Researching the topic in general, I learned that GitHub Actions allows you
to filter by path (documentation).
This makes it possible to run separate CI jobs depending on which
packages have been changed. For example, perhaps configuration like the
following would be appropriate in a
.github/workflows/ci-ttc.yml
configuration that runs tests
for the ttc
package.
on:
push:
branches:
- develop
- main
paths:
- 'ttc/**'
- '.github/workflows/ci-ttc.yml'
This functionality helps avoid running tests for unchanged packages. Changes across many packages would trigger separate tests for all of those packages, however. For example, adding support for a new GHC minor release is often done across all packages. One would either need to use many separate caches, perhaps exceeding the storage limit, or configure sequencing in order to share caches without conflict. Perhaps this is most useful when testing monorepos that contain largely unrelated packages that are essentially separate projects.
I found a feature request to allow
workflow configuration in sub-folders that has a lot of interesting
discussion.
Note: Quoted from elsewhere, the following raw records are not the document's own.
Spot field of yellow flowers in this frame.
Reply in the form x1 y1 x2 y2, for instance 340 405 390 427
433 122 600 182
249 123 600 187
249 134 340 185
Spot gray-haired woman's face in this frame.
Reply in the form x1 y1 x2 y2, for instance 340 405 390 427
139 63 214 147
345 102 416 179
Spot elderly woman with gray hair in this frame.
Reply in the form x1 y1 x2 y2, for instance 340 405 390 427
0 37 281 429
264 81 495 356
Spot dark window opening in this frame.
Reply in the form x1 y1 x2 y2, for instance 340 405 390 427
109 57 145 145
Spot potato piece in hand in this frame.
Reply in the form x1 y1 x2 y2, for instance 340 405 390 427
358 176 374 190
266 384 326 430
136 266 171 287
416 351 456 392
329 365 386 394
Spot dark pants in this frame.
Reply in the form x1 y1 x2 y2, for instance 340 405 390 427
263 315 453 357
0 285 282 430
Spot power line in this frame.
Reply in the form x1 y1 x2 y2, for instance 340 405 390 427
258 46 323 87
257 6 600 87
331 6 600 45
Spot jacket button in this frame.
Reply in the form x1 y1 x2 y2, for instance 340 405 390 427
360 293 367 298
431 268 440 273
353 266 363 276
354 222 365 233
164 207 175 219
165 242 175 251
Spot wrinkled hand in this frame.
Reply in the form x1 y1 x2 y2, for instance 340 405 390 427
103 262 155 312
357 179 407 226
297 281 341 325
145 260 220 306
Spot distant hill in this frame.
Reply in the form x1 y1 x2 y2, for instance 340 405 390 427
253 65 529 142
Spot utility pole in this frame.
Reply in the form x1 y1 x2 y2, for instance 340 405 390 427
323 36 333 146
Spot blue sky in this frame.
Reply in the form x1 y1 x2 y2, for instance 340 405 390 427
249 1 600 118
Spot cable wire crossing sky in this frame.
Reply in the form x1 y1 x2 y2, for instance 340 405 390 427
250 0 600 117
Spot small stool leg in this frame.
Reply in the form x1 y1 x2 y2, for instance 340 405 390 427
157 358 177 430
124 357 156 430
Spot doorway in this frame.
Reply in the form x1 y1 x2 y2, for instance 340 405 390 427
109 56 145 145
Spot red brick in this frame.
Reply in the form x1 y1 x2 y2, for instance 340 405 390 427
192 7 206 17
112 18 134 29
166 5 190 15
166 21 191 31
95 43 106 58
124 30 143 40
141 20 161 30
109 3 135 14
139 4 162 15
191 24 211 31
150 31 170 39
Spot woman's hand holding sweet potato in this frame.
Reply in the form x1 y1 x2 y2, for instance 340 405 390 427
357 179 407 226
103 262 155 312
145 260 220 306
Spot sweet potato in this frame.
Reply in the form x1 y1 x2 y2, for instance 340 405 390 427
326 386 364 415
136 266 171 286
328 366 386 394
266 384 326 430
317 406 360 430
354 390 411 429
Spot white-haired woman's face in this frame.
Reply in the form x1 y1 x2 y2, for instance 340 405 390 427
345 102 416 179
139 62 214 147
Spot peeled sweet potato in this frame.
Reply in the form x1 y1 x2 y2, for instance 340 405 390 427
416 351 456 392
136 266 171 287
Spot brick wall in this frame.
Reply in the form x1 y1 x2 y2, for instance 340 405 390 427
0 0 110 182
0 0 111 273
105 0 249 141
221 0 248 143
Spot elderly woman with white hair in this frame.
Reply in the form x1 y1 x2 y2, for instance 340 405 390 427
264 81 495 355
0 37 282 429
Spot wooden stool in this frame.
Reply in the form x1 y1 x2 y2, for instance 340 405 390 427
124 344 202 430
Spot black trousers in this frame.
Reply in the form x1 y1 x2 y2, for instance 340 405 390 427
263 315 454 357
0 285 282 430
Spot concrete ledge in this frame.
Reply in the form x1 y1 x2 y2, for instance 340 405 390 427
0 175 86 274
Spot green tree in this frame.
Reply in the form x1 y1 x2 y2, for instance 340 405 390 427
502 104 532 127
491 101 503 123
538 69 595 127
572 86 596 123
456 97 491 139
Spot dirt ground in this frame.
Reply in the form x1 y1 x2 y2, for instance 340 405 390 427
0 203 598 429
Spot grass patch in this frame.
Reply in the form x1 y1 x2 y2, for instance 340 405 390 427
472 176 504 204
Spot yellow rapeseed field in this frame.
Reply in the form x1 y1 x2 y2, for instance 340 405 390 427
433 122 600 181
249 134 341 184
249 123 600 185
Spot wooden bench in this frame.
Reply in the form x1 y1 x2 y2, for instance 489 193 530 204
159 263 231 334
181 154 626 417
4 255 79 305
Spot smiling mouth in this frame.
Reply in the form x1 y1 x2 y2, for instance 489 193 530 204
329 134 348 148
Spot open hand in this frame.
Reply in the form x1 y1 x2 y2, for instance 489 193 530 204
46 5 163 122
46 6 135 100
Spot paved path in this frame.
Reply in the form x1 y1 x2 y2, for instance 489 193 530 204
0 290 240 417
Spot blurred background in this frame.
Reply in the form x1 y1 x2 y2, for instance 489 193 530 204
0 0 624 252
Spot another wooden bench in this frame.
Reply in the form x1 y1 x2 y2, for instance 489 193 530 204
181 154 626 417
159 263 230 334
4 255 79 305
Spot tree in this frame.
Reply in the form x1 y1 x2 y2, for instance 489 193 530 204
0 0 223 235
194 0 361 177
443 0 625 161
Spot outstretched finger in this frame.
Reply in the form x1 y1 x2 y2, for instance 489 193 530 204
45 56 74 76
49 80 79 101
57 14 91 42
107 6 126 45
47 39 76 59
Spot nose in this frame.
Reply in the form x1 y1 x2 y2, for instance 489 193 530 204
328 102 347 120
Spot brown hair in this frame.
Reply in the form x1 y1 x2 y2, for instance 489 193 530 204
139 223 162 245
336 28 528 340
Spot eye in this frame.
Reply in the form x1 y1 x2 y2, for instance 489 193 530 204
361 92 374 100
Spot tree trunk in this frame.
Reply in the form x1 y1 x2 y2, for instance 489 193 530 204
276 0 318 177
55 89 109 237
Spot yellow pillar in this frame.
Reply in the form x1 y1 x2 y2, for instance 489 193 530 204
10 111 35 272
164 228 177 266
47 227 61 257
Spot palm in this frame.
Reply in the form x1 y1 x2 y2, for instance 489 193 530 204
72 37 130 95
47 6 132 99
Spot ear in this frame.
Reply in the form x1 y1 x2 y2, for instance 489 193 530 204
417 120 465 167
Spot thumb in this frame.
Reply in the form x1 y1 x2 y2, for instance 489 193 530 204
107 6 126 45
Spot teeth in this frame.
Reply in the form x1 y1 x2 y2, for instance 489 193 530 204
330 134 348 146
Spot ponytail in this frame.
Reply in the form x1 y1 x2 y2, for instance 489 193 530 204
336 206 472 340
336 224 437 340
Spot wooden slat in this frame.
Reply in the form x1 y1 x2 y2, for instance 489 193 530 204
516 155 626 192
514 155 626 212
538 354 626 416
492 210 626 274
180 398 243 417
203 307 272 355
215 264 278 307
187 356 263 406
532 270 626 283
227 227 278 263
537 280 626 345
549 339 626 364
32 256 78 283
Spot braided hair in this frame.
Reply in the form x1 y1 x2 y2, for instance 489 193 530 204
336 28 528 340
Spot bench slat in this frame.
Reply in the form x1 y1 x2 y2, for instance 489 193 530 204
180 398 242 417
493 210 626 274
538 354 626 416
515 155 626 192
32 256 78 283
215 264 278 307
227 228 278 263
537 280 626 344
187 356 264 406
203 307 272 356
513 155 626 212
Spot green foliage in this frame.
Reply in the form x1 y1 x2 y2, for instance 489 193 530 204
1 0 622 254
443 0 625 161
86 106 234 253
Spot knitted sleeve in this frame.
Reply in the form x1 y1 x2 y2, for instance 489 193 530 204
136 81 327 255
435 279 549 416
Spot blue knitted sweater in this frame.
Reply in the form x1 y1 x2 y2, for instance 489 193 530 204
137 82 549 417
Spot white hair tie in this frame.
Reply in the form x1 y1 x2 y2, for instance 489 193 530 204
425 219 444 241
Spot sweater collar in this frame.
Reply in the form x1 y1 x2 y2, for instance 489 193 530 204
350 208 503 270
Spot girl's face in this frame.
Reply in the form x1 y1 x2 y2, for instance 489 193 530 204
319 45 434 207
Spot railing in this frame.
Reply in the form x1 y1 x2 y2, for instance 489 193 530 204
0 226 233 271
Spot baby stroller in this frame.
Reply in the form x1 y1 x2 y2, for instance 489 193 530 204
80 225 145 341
I learned that GitHub Actions does not
support symbolic links, so many people manage separate workflows in
subdirectories that they copy to the
.github/workflows
directory in the project root to enable
them. A project called Hawk provides a CLI to
make such management easy.
I will now take some time to “digest” this information. I am currently leaning toward minimizing the number of jobs and making steps conditional when necessary. I would like to avoid project-specific configuration. I know how to do so by putting conditionals into scripts, but I would like to continue to have meaningful (fine-grained) tasks in the GitHub Actions UI.
A related change that I am considering is removing the tests of the
supported Cabal versions,
aside from the oldest. Other tests use the latest
version,
and perhaps just testing the oldest supported is sufficient.